Abu Bakr al-Baghdadi, who purportedly appeared in a video for the first time in five years, is threatening revenge and a 'long battle' ahead.
In the 18-minute video from the Al Furqan network, a bearded man with Baghdadi’s appearance says the Easter bombings in Sri Lanka were IS’s response to losses in its last territorial stronghold of Baghouz in Syria.
The group will seek revenge for jailed and killed members, he says, calling for militants operating in west Africa to multiply attacks against “Crusader France and its allies”.
The authenticity and date of the recording could not be independently verified.
The video would be the first from al-Baghdadi since he was filmed in the Iraqi city of Mosul in 2014. More recent speeches have been released as audio recordings.

This image purports to show the leader of the Islamic State group, Abu Bakr al-Baghdadi, being interviewed by an IS media outlet. Source: AAP
US government analysts "will review this recording and we will defer to the intelligence community to confirm its authenticity," the State Department spokesman said.
But regardless of the video's authenticity, the spokesman said that the so called Islamic State group, also known as ISIS, had been battered.
"ISIS's territorial defeat in Iraq and Syria was a crushing strategic and psychological blow as ISIS saw its so-called caliphate crumble, its leaders killed or flee the battlefield, and its savagery exposed," he said.
In the clip, al-Baghdadi acknowledged defeat in the group's last stronghold in Syria but vowed a "long battle" ahead.

IS leader Abu Bakr al-Baghdadi in his first public appearance in Mosul, Iraq on July 5, 2014, left, and at right, on Monday, April 29, 2019, Source: AAP
The speaker appears to be in good health and looks like a slightly older version of Baghdadi than when he was pictured in 2014, addressing followers from a pulpit to declare a caliphate stretching across Iraq and Syria.
In the footage released on Monday, he is dressed in black robes and a beige waistcoat, with a long graying beard dyed red at the bottom. A rifle leans against the wall behind him.
“Our battle today is a battle of attrition with the enemy ... Jihad continues until judgment day, and God ordered us to jihad, but not to victory,” he said.
The last time al-Baghdadi appeared on camera he delivered a sermon at the al-Nuri mosque in the Iraqi city of Mosul in 2014.
In that video, he appeared as a black-robed figure with a trimmed black beard to deliver a sermon from the pulpit of the mosque in which he urged Muslims around the world to swear allegiance to the caliphate and obey him as its leader.
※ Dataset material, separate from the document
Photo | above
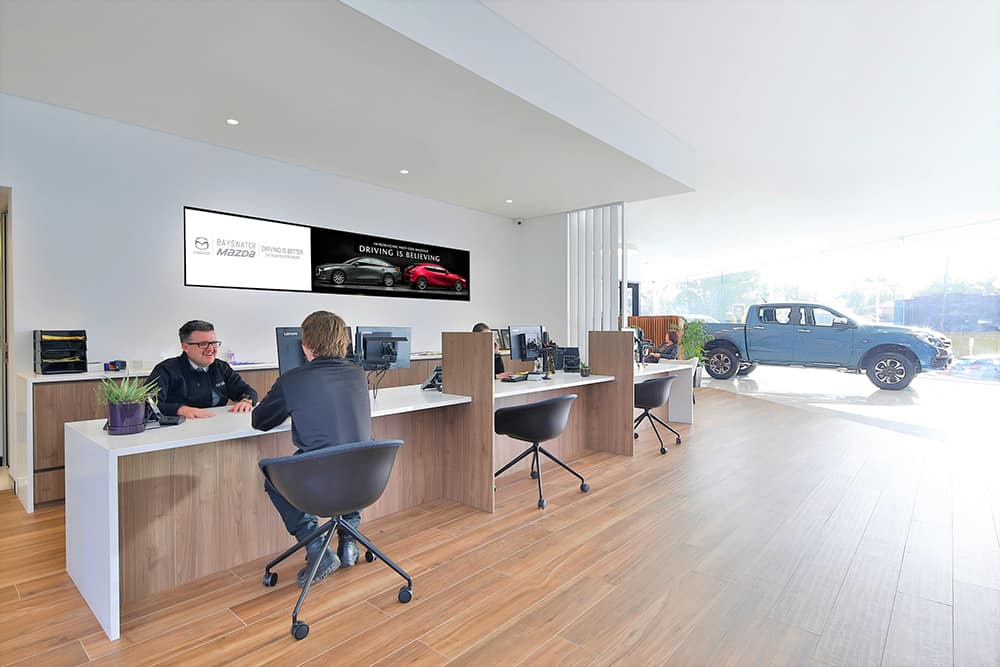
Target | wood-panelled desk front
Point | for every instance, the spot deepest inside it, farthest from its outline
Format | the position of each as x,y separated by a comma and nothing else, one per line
150,511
Al-Bagdadi acknowledged that IS lost the war in the eastern Syrian village of Baghouz, which was captured last month by the US-backed Kurdish-led Syrian Democratic Forces.
"In fact, the battle of Islam and its people against the Crusaders and their followers is a long battle," he said.
Referring to the setbacks in battle, he said the "brothers" of the many fallen fighters "will avenge that, as they will not forget as long as they have blood in their veins, and there will be a battle after this one".
It is unclear when or where the video was filmed. Al-Baghdadi spoke slowly and haltingly in the video.
With a $US25 million ($A35 million) bounty on his head, al-Baghdadi is the world's most wanted man, responsible for steering his chillingly violent organisation into the mass slaughter of opponents, and directing and inspiring terror attacks across continents and in the heart of Europe.
Despite numerous claims about his death in the past few years, al-Baghdadi's whereabouts remain a mystery.
Since he appeared in public in 2014 many of his top aides have been killed, mostly in US-led coalition airstrikes.
He is among the few senior IS commanders still at large after two years of steady battlefield losses that saw the self-styled "caliphate" shrink from an area the size of Britain to a tiny speck in the Euphrates River valley.
Although largely seen as a symbolic figurehead of the global terror network - he was described as "irrelevant for a long time" by a coalition spokesman in 2017 - al-Baghdadi's capture would be a coveted prize for the various players across both Syria and Iraq.
But so far, he has eluded the Americans, Russians, Syrians, Iraqis and Kurds.